Ask yourself the following questions:
- Who are these people?
- Why would they like this product/service?
- What other stuff do they like?
- How do they make buying decisions/how long does it take them to make a buying decision?
- Are they more likely to buy something if a spokesperson/ambassador bought it and talked about that experience?
- How do you explain what is so cool about it so these potential customers will actually care?
- Where do they get their news?
- Is anyone else buying or selling something similar to what you’re doing?

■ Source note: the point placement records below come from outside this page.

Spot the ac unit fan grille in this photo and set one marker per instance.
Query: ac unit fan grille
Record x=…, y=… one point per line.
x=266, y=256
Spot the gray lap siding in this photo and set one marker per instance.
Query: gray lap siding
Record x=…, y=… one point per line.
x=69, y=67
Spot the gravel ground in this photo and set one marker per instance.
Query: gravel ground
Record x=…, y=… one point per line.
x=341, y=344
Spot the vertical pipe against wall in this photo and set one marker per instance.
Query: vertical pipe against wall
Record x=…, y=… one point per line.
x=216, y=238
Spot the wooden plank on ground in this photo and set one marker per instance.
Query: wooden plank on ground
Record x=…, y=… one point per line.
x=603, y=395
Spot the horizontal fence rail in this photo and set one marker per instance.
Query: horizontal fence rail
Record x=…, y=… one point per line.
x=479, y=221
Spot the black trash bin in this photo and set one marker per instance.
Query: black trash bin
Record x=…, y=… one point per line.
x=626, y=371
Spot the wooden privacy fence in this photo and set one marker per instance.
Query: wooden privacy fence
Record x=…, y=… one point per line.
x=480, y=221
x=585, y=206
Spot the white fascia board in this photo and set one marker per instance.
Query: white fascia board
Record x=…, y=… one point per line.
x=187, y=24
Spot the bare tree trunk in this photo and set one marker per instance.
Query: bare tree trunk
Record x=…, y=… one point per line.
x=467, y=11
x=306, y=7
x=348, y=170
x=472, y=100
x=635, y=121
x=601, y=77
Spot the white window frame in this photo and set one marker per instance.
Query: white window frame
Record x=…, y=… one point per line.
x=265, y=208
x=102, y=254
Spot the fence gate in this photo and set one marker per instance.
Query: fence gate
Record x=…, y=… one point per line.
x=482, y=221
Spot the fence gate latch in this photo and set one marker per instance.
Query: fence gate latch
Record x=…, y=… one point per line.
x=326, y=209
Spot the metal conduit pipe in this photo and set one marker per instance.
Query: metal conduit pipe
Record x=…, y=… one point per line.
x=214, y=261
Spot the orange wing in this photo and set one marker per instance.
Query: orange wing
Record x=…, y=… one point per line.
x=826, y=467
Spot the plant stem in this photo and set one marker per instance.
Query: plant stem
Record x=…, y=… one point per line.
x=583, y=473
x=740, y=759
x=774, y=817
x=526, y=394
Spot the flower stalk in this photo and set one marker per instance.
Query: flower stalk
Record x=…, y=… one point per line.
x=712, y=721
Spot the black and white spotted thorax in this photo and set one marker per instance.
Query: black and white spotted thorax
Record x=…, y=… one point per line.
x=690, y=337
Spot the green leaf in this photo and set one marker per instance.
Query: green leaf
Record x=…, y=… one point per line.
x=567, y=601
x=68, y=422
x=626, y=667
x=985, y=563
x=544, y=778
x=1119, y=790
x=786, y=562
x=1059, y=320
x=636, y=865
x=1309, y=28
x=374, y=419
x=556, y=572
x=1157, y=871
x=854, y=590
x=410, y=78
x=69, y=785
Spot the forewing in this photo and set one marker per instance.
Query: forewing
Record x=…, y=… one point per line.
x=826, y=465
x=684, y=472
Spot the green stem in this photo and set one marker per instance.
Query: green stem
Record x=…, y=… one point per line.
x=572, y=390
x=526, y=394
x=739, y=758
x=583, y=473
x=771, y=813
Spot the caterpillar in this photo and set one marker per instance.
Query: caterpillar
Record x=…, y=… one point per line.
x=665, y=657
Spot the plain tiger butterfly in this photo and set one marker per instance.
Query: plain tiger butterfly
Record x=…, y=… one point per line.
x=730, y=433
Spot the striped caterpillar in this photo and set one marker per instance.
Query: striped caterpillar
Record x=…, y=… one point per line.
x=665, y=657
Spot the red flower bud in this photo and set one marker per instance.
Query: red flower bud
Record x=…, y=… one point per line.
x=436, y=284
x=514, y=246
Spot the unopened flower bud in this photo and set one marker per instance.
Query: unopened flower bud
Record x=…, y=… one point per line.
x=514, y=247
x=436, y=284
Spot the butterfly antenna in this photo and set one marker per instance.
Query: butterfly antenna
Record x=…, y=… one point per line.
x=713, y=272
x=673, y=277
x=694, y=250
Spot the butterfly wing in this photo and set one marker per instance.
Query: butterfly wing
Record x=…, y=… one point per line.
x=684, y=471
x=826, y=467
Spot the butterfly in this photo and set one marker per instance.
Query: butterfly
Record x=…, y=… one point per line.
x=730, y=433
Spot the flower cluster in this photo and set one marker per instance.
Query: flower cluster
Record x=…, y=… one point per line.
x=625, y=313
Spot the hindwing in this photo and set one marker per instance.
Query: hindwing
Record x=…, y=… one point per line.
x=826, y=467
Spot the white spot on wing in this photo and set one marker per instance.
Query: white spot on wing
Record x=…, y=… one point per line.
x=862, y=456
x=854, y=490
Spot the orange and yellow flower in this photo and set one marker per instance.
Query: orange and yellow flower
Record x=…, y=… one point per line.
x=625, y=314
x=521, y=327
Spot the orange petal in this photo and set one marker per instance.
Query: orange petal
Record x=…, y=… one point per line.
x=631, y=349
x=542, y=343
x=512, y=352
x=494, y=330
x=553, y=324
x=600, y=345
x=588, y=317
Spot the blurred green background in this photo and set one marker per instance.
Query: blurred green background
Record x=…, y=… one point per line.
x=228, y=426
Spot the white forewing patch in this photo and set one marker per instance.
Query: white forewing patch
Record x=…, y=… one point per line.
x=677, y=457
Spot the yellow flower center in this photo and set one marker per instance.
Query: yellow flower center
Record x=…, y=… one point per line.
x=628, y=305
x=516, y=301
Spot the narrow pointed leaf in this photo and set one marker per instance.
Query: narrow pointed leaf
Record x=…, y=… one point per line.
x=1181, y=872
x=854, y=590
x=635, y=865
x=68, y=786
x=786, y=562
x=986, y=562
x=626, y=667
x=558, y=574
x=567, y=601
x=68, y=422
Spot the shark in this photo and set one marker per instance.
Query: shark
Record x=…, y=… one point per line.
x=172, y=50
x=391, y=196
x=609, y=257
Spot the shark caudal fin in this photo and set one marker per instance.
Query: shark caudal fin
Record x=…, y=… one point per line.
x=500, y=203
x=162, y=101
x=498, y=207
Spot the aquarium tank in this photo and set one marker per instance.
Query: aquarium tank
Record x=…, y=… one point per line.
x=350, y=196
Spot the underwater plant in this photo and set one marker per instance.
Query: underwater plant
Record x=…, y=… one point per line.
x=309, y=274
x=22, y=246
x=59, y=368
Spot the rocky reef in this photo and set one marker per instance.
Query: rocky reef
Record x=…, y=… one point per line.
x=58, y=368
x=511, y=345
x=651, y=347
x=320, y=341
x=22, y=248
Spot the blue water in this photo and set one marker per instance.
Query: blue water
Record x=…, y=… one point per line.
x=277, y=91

The answers to these questions feed back into #1 and #2 forever, creating a never-ending information loop. You’ll know how to tailor your materials in words and images (what is professional to one industry/demographic is crap to another) and where to put your materials (social media, radio ads, press releases, etc.). You’ll get an idea of what times of day and how often they might need to hear your message from the answers to these questions. Marketing gurus say it takes an average of 8-10 touches (hearing about your company, seeing your ads, getting an email from you, etc.) for a person to decide to buy. THAT’S A LOT OF MARKETING and it won’t happen overnight. Consider putting all this research into an official Marketing Plan so you can create a cohesive and structured approach.
Continue to Improve
Keep reviewing/improving your materials, keep looking at who is actually buying your stuff (because that might change over time), keep reviewing how you market and replicating your successes, try new things and keep learning and growing. It can be overwhelming at first and without a guarantee of success; spending hours (and dollars!) to market your business can be a disheartening grind. Sure, there are a few people that are “instant successes” but more often than not, you’ve just noticed those successes now and didn’t see the years they invested in providing quality products/services and consistently telling the world about it.
Keep your marketing simple and remember to do it, do it consistently (you make that schedule) and always keep your target audience in mind.